In der Echtzeitanalyse von hochaktuellen Daten schlummert für Sie ein riesiges Geschäftspotenzial. Im Regelfall ist der Ausgangspunkt der Echtzeitanalyse ein kontinuierlicher Fluss von Datensätzen, den beispielsweise Sensoren, RFID, GPS oder Kamerasysteme generieren. Bei der Bereitstellung dieser Daten kommt es zwar immer zu gewissen Verzögerungen im Sekunden- bis Minutenbereich – daher ist auch gerne von „near-realtime“ oder „nahezu“ in Echtzeit die Rede. Dennoch bietet Ihnen die Echtzeitanalyse ein schier unerschöpfliches Potenzial an digitalen Produkten und Services. Sie können Ihr Geschäft modernisieren und immer höhere Kundenansprüche bedienen.
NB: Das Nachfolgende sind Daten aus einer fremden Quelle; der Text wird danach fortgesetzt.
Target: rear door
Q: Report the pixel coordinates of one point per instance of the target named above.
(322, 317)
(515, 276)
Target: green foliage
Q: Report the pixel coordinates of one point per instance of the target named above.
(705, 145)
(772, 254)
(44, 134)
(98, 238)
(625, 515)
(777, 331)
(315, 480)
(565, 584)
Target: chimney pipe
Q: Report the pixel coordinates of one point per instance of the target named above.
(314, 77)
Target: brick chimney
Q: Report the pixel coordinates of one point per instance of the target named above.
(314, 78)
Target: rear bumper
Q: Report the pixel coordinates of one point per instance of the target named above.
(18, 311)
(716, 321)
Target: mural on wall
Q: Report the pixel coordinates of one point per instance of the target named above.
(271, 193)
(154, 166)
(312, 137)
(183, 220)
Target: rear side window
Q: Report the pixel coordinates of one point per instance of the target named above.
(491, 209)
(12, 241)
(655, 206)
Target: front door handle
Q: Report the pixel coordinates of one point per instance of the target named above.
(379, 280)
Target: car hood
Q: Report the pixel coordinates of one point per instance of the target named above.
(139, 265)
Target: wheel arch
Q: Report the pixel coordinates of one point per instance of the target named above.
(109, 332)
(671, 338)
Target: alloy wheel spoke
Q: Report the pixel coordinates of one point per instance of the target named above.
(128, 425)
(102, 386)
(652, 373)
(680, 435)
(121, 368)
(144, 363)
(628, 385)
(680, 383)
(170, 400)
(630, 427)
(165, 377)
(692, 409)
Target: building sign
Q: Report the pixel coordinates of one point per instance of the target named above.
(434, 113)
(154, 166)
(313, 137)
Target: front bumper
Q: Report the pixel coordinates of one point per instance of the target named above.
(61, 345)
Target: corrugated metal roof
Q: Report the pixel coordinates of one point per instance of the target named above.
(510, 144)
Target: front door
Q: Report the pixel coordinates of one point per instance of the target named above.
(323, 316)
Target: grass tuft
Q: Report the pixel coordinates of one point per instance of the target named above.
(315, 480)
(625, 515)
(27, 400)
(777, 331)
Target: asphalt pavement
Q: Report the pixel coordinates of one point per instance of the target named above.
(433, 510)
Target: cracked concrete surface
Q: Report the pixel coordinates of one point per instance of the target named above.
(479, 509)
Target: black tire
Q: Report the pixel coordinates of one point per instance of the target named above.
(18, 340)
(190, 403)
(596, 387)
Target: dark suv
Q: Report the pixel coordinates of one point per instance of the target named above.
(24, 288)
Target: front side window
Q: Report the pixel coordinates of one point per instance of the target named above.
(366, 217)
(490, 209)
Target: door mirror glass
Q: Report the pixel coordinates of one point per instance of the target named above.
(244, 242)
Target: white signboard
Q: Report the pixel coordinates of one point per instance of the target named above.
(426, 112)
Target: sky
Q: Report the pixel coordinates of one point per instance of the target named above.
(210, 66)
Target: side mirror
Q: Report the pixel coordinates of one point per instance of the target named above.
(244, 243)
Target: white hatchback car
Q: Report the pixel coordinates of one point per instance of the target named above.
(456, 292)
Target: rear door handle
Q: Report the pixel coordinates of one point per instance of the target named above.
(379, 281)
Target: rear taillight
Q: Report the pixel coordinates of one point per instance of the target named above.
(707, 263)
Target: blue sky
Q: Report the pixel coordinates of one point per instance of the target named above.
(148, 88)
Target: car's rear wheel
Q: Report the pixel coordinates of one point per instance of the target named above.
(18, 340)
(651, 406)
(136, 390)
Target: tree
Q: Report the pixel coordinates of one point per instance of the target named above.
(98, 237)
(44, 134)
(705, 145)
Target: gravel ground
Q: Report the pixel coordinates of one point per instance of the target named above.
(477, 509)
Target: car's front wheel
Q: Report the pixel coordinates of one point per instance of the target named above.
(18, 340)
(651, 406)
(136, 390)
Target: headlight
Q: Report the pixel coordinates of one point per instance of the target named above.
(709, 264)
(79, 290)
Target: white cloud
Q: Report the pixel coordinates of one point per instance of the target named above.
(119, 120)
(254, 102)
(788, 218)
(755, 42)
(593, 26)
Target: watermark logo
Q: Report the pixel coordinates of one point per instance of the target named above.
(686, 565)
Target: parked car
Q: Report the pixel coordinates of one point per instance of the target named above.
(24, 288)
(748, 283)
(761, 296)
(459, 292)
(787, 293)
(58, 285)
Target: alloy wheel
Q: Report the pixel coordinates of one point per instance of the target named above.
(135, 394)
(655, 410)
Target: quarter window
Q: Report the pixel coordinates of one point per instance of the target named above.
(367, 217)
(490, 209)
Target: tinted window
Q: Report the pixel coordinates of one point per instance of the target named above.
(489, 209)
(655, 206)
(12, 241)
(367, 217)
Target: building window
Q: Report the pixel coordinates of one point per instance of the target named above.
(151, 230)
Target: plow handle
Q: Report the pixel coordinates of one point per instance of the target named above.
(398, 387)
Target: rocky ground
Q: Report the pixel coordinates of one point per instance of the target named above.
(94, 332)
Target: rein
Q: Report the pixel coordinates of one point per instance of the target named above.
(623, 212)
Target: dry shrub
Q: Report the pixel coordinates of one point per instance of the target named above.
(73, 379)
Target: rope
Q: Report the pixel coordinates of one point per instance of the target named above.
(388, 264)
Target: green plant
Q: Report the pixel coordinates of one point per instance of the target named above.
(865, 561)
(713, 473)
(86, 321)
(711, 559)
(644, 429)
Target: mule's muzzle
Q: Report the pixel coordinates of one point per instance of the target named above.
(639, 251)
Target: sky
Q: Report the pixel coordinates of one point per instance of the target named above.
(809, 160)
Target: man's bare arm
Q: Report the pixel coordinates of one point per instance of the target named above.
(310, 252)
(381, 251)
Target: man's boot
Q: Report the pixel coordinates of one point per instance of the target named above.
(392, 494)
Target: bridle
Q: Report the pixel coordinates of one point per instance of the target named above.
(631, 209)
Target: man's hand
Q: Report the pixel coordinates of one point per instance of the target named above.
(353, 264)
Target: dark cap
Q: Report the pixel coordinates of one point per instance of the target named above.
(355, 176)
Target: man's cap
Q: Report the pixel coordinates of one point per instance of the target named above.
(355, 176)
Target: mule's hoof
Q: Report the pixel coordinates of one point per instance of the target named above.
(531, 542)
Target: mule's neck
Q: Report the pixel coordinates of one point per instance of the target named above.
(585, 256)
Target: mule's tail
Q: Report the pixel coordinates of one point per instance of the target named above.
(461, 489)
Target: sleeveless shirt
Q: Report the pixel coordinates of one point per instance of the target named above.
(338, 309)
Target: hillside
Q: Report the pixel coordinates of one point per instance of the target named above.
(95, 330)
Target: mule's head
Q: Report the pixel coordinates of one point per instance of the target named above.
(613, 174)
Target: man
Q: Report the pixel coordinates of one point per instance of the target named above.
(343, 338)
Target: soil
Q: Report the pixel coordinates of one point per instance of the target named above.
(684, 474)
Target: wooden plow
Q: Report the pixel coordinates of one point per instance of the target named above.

Aber wie können Sie eine solche Echtzeitstrecke schnell und effektiv aufbauen? In diesem Blog-Beitrag möchte ich anhand eines Beispiels die Antwort liefern. Im konkreten Fall geht es um unseren Kunden BD Rowa, weltweit führender Hersteller von Medikamenten-Kommissioniersystemen, wie sie in Apotheken, Krankenhäusern und dem pharmazeutischen Großhandel zum Einsatz kommen. Der Maschinenbauer hat mit Hilfe von Echtzeitdaten den Kundensupport für seine hochkomplexen Anlagen vollkommen neu aufgestellt. Dabei kann die zugrunde liegende Architektur durchaus als Blueprint für ganz unterschiedliche Echtzeitservices betrachtet werden. Auf die folgenden Punkte werde ich eingehen:
- Technischer Aufbau der Lösung
- Übertragung der Daten
- Aufbereitung und Analyse der Daten
- Nutzen der Echtzeitservices für die Kunden
- Technische Vorteile
1. Technischer Aufbau der Lösung
Die Echtzeit-Lösung hat BD Rowa direkt in die Cloud geführt. Dabei haben wir aus verschiedenen Gründen vollständig auf Azure-Komponenten gesetzt:
- Die lokale Infrastruktur basierte bereits auf Microsoft-Technologien und ließ sich somit verhältnismäßig einfach anbinden.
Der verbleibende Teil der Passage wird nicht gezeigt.